Method: Eight embalmed pairs of cadaveric specimens were utilized in this study. Dual energy X-ray absorptiometry (DXA) scans were initially performed to determine the bone density of the specimens. Surgical neck proximal humerus fractures were simulated in these specimens by creating a 1-centimeter wedge-shaped osteotomy at the level of the surgical neck to simulate medial calcar fracture comminution. Each pair of specimens had one arm randomly repaired with locking plate fixation, and the other arm repaired with locking plate fixation augmented with an intramedullary fibular autograft bone peg. The constructs were tested in bending to determine the failure loads, and initial stiffness using Digital Imaging Correlation (DIC) technology. The moment created by the rotator cuff was replicated by fixating the humeral head, and applying a point load to the distal humerus. A load was applied with a displacement rate of 4 mm/min, and was stopped approximately every 5 lbs to take a picture and record the load. This process was continued until failure of the specimens was obtained.
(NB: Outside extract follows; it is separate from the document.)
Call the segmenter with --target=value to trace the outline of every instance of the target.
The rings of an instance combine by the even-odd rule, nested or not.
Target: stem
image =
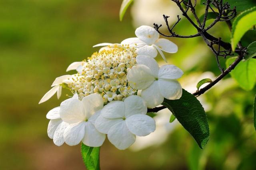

Results: The intramedullary bone peg autograft increased the failure load of the constructs by 1.57±0.59 times (p = 0.026). Initial stiffness of the construct was also increased 3.13±2.10 times (p = 0.0079) with use of the bone peg.

Conclusion: The stronger and stiffer construct provided by the addition of an intramedullary fibular allograft bone peg to locking plate fixation may help maintain reduction, and reduce the risk of fixation failure in surgical neck proximal humerus fractures with medial comminution.